Public Security Minister Fernando Berrocal says police will occupy the ports as needed, and has not given an exit date.More than 200 officers remained this week at the Moín port, which was operating relatively normally.
However, protests at the smaller Limón port, where there were about 15 police officers, continued to cause delays this week.
Ronaldo Blear, SINTRAJAP secretary, told the press union members would accept private administration of a new port to be constructed in Limón, only if the government accepts SINTRAJAP’s modernization plans for Limón and Moín.
The administration hasn’t responded to the union’s proposal, but tried instead to invite union workers to the table to discuss privatization. However, SINTRAJAP didn’t show up to a meeting this week with Labor Minister Francisco Morales. Arias said the Labor Ministry has begun to look into the legality of tortuguismo, and called transportation of cargo a “public service.”

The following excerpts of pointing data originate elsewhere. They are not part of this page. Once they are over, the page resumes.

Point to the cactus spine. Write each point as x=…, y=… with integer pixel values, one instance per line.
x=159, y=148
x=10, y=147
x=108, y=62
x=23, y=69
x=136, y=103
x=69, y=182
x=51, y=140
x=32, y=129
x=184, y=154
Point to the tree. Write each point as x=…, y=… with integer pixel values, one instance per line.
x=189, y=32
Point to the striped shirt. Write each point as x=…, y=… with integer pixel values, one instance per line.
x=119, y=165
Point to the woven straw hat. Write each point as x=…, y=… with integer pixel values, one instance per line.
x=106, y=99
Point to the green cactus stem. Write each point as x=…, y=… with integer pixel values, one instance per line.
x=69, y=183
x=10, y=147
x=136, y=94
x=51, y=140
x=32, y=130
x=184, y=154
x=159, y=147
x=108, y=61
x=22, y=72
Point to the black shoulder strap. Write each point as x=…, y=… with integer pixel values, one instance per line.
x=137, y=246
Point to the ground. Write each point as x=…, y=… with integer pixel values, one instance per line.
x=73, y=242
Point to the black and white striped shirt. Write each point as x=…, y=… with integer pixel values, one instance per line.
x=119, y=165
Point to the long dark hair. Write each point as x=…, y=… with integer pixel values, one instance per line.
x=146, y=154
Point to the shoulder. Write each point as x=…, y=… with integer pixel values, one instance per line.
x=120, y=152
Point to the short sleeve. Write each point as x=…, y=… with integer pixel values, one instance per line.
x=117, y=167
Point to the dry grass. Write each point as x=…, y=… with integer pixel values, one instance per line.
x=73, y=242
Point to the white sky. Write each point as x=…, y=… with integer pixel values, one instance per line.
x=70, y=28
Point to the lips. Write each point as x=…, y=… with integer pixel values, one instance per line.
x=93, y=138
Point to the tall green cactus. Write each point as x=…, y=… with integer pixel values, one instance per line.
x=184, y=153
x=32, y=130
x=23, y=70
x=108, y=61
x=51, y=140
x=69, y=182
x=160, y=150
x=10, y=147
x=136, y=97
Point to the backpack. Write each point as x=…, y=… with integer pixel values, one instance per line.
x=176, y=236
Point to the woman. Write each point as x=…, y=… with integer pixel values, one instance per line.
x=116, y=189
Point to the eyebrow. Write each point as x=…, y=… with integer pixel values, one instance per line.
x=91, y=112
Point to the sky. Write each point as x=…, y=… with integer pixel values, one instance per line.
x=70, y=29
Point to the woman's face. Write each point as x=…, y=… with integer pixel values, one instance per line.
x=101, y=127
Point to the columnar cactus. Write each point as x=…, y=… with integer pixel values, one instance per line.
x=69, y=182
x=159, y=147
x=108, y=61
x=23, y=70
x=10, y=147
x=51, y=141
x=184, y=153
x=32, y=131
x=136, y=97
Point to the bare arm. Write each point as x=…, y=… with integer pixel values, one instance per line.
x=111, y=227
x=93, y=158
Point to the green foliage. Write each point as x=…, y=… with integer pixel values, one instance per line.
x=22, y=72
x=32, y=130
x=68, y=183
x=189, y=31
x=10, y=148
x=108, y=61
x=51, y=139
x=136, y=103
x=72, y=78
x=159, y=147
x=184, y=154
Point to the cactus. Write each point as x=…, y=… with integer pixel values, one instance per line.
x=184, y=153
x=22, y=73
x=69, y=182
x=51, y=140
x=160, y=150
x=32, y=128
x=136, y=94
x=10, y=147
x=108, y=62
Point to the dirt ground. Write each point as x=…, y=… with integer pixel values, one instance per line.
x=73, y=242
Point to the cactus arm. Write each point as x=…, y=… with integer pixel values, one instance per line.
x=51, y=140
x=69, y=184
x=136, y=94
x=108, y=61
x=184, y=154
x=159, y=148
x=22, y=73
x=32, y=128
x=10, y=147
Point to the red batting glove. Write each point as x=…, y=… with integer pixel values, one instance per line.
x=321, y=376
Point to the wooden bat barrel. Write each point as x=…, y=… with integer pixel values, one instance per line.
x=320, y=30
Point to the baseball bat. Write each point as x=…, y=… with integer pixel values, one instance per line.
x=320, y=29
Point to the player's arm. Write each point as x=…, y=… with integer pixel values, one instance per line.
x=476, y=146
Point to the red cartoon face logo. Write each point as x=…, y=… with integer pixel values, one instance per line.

The union “has been setting the agenda; it’s time for the government to set the agenda,” Minister Vargas added.
The Economy, Industry and Commerce Ministry (MEIC) released a study yesterday suggesting exporters are losing more than $20 million each year in delays because of the Caribbean ports’ outdated infrastructure and equipment, according to MEIC viceminister Jorge Woodbridge. Woodbridge said the Latin American Economic Commission (CEPAL) recently released a report saying Costa Rica’s Caribbean ports dropped five spots in the ranking of the region’s most competitive ports — from fifth to 10th place.